Nie rozumiem, jak mogło do tego w ogóle dojść. Dlaczego w otoczeniu papieża seniora nie znalazł się nikt, kto zawczasu zadbałby o to, by wychodzące z samotni Benedykta XVI teksty nie zostały wykorzystane niezgodnie z jego wolą. Fakt, że Benedykt XVI został zmuszony do wycofania swojego nazwiska i zdjęcia z okładki książki (tytuł Z głębi naszych serc ma być zmieniony na Z głębi serca) pokazuje dobitnie powagę całej sprawy oraz to, że ktoś nadużył jego zaufania. Czy to był kard. Sarah, prefekt Kongregacji ds. Kultu Bożego – i czy tylko on? Nie wiem, ale widać wyraźnie, że ktoś jednak nadużył, choćby mimo woli. Jak wyjaśniał abp Georg Gänswein, prywatny sekretarz papieża seniora, pomimo zamieszczenia w książce tekstów Benedykta nie może być ona traktowana jako wspólna, bo nie została wspólnie napisana. Oskarżenia wobec Benedykta, że – wbrew zapowiedziom – wciąż chce wpływać na kierowanie Kościołem, okazały się bezpodstawne.
Podstawowa jednak kwestia, która mnie tu nurtuje, brzmi: jakimi racjami kierował się kard. Sarah, wszczynając cały ten alarm w sprawie celibatu?

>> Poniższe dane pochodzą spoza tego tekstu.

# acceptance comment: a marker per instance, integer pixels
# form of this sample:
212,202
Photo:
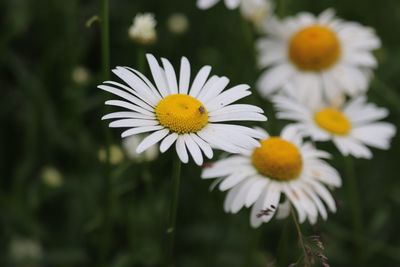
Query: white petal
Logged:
228,97
167,142
141,89
184,76
231,4
171,76
271,201
151,140
205,4
181,149
193,149
138,130
127,105
127,115
350,146
132,123
204,146
158,76
200,80
212,88
126,96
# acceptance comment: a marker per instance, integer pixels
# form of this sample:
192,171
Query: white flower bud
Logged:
178,23
143,29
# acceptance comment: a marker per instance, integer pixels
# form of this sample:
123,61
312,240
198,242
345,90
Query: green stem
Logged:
170,232
105,39
107,184
281,7
356,215
282,246
307,261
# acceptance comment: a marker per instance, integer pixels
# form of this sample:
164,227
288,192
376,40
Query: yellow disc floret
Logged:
314,48
181,114
278,159
333,121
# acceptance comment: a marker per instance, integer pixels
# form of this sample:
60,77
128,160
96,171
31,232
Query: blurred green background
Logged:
51,119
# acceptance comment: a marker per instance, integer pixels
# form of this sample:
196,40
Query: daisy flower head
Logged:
256,11
352,126
322,56
283,171
189,114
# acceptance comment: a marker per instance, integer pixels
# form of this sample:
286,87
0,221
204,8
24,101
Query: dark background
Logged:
47,119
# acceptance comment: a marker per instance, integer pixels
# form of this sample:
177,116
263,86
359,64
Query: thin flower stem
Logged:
356,216
170,231
301,240
105,39
282,246
107,185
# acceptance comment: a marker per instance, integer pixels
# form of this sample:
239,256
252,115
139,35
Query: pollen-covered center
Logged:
314,48
181,114
333,121
277,159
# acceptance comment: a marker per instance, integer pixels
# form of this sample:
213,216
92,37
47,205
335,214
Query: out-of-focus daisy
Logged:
130,144
311,53
116,154
143,29
80,75
51,176
176,112
178,23
283,165
231,4
351,127
256,11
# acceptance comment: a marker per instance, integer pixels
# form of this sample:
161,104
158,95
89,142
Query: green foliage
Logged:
47,119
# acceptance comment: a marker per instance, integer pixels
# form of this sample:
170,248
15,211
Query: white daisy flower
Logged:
351,127
205,4
176,112
283,165
256,11
130,144
311,53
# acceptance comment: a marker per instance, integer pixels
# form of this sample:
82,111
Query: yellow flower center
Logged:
181,114
277,159
314,48
333,121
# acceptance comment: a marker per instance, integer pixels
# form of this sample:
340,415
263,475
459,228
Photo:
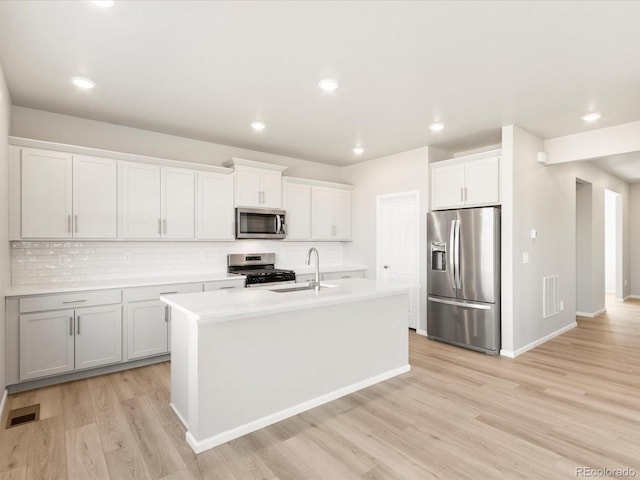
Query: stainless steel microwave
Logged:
260,223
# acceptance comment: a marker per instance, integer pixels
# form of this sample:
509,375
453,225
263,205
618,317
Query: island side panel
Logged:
253,370
180,325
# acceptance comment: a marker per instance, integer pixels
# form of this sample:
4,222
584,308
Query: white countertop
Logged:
122,283
221,306
160,280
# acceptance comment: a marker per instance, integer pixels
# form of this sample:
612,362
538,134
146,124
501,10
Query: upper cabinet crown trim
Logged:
317,183
97,152
251,163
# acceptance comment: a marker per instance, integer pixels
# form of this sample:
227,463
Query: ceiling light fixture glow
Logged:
591,117
328,84
83,83
103,3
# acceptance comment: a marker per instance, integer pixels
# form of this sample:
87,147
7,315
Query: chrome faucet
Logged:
315,283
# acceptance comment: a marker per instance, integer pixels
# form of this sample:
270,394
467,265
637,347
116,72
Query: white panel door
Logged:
148,327
95,204
271,186
46,186
248,186
140,200
341,206
297,203
398,244
321,213
178,203
214,206
447,186
98,336
482,181
46,344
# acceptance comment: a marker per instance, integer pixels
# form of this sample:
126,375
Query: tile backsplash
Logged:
51,264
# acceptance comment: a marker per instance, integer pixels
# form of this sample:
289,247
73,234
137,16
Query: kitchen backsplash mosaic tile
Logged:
67,264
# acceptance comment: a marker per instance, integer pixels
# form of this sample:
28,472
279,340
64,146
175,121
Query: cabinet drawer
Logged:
224,284
154,292
38,303
338,275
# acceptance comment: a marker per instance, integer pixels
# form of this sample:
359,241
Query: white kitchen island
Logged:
246,358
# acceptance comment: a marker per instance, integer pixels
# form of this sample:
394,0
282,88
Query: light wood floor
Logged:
573,402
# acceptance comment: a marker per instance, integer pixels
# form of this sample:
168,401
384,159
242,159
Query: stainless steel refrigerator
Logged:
463,278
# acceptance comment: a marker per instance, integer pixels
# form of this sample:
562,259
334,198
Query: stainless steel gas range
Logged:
259,268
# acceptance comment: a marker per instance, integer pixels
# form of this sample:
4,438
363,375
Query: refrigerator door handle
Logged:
452,255
459,304
456,252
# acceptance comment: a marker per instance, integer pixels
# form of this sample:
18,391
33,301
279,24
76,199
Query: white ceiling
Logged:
206,70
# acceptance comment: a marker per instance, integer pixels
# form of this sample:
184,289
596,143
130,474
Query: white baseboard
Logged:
540,341
3,402
199,446
591,315
180,417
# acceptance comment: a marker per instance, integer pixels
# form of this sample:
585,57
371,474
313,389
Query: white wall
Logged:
609,241
40,125
532,199
634,238
5,115
602,142
401,172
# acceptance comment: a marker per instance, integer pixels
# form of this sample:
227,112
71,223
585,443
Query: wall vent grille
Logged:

Owszem, ogłoszony w grudniu dokument końcowy Synodu dla Amazonii (podpisany nie przez papieża, lecz zgodnie ze zwyczajem przez uczestników zgromadzenia) zawierał zachętę do przemyślenia, czy nie należałoby dopuścić do kapłaństwa szczególnie wypróbowanych diakonów stałych, żyjących w małżeństwie i posługujących w Amazonii. Miałoby to służyć umożliwieniu tubylcom dostępu do Eucharystii w dramatycznej dla nich sytuacji braku kapłanów. Ale, zauważmy, sam Franciszek przemawiając na zakończenie owego synodu, o wyświęcaniu żonatych mężczyzn nawet się nie zająknął. Jeszcze jako kardynał opowiadał się jasno za utrzymaniem celibatu. Już jako papież równie jasno oświadczył: „Przychodzi mi na myśl to zdanie św. Pawła VI: «Wolę oddać życie, niż zmienić prawo celibatu»”. Dodał nawet: „Nie czuję się na siłach stanąć wobec Boga z tą decyzją”. Na jakiej więc podstawie gwinejski purpurat alarmuje, że możliwość wyświęcania żonatych mężczyzn „byłaby katastrofą i zaciemniłaby rozumienie kapłaństwa”? Przecież w tym samym tonie mówi Franciszek. O co więc chodzi? Owszem, nie znamy jeszcze posynodalnej adhortacji Franciszka. Czyżby jednak kard. Sarah spodziewał się, że papież dokona zwrotu i zaprzeczając swoim dotychczasowym słowom, otworzy możliwość wyświęcania żonatych mężczyzn? A jeśli nie?
W naszym niespokojnym świecie autorytet Stolicy Apostolskiej wciąż jest wysoki, a jej głos ma znaczenie dla wszystkich, nie tylko dla wierzących. Sam Kościół powinien gorliwie dbać o to, by był to przekaz spójny, jednoznaczny i klarowny. Niestety, zamieszanie z ostatnich dni na pewno się tej sprawie nie przysłuży.